St. Luke’s Neurodevelopmental team of physicians, child neurologists, neurophychologists, speech-language pathologists, clinical psychologists, occupational therapists, educational specialists, social workers and nurses provide such services as: neurodevelopmental screening/surveillance of high risk neonates, infants and young children; neurodevelopmental evaluation of infants and young children; child psychiatric evaluation and counseling; neurophysiological evaluation; speech-language evaluation and therapy; occupational therapy; and music and play therapy.

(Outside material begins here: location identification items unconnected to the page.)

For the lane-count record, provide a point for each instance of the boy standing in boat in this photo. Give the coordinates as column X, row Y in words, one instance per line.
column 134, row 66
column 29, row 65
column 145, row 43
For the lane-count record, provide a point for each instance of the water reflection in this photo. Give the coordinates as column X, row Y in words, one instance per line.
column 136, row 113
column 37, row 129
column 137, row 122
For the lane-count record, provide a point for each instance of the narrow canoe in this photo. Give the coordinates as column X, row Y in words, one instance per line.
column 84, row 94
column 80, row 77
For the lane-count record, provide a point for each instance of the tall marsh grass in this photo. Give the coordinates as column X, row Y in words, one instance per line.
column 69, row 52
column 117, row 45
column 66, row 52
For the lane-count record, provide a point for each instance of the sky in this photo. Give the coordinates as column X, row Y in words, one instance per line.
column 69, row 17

The Mood Clinic was created to provide a comprehensive treatment approach to patients with mood disorders. With people leading very stressful lives, more cases of depression have been reported. Not too many people know that depression is a treatable illness involving an imbalance of brain chemicals called neuro-transmitters. It is not a character flaw or a sign of personal weakness. The Clinic also serves as a liaison with other mood programs locally and internationally. It also aims to generate research studies involving mood disorders.

Stroke Service

The Brain Attack Team (BAT)

A stroke or a "brain attack" occurs when an artery is blocked or when a blood vessel ruptures, interrupting blood flow to an area of the brain. When either of these two events happens, blood flow to the brain is disrupted; this causes brain cells to die. When brain cells die during a stroke, abilities that are controlled by that area of the brain are lost. This can include communication problems, strength, sensation, and memory. How the patient is affected depends on the location and extent of brain tissue involved. The best way to minimize damage and prevent permanent loss is to transport a stroke or "brain attack" victim to the nearest hospital with facilities for acute stroke care as quickly as possible.

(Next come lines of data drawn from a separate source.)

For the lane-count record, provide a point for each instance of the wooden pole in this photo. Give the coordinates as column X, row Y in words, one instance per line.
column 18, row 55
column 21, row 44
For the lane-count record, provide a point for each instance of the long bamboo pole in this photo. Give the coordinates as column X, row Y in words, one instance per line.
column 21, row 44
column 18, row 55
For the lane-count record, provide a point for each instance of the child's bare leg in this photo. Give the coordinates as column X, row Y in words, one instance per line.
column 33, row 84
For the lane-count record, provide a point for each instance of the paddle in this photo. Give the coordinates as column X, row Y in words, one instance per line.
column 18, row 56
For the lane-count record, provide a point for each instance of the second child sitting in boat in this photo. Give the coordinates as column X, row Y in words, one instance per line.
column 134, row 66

In order to do this, one must be aware of the symptoms of a stroke to address it properly and in a timely manner. Symptoms to watch out for include, but are not limited to, the following:


  • sudden weakness or numbness of one side of the body;
  • sudden slurring of speech or difficulty understanding;
  • sudden impairment of vision in one eye;
  • and sudden dizziness or unusual headaches


If detected early enough, a stroke may be treated with a medication that can reverse the effects of the stroke—leaving the patient without permanent damage. As they say "time is brain" and the longer one waits the more brain cells die.

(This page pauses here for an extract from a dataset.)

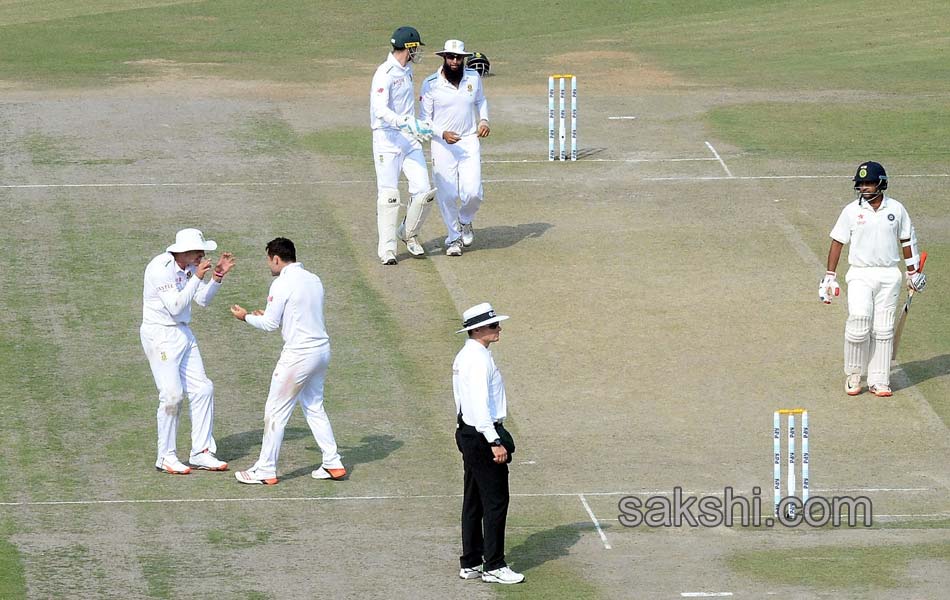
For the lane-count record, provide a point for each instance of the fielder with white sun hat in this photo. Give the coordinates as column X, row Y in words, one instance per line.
column 172, row 280
column 453, row 101
column 486, row 446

At St. Luke’s Medical Center-Global City, the Brain Attack Code was conceptualized to ensure that stroke is treated correctly and quickly to prevent permanent loss and minimize disability. Once the brain attack alarm is sounded, a strict timetable is followed by the Brain Attack Team (BAT) to ensure the best and quickest treatment. Within ten minutes upon arrival in the emergency room, the stroke patient is identified by the ER physician and a brain attack code is called. Within 15 minutes, the Stroke Team evaluates the patient and assesses his or her condition. Within 25 minutes, a CT scan or an MRI is performed and an interpretation of the imaging is made within 45 minutes. Within an hour upon arrival in the ER, the course of treatment is decided on and proper medication must be given. Recombinant tissue plasminogen activator (rtPA), also known as a "clot buster", may be administered to certain patients and those who arrive within 3 hours from the onset of stroke symptoms. This medication can possibly restore blood flow to the affected area of the brain by disintegrating the clot.


The core of the Brain Attack Code is the Brain Attack Team composed of ER physicians, stroke neurologists and stroke nurse specialists, neurosurgeons, radiologists, physical therapists, nutritionists and nurses. The multidisciplinary approach to stroke aims to minimize the volume of brain tissue that may be damaged, prevent complications, reduce disability and handicap from occurring, and prevent stroke recurrence.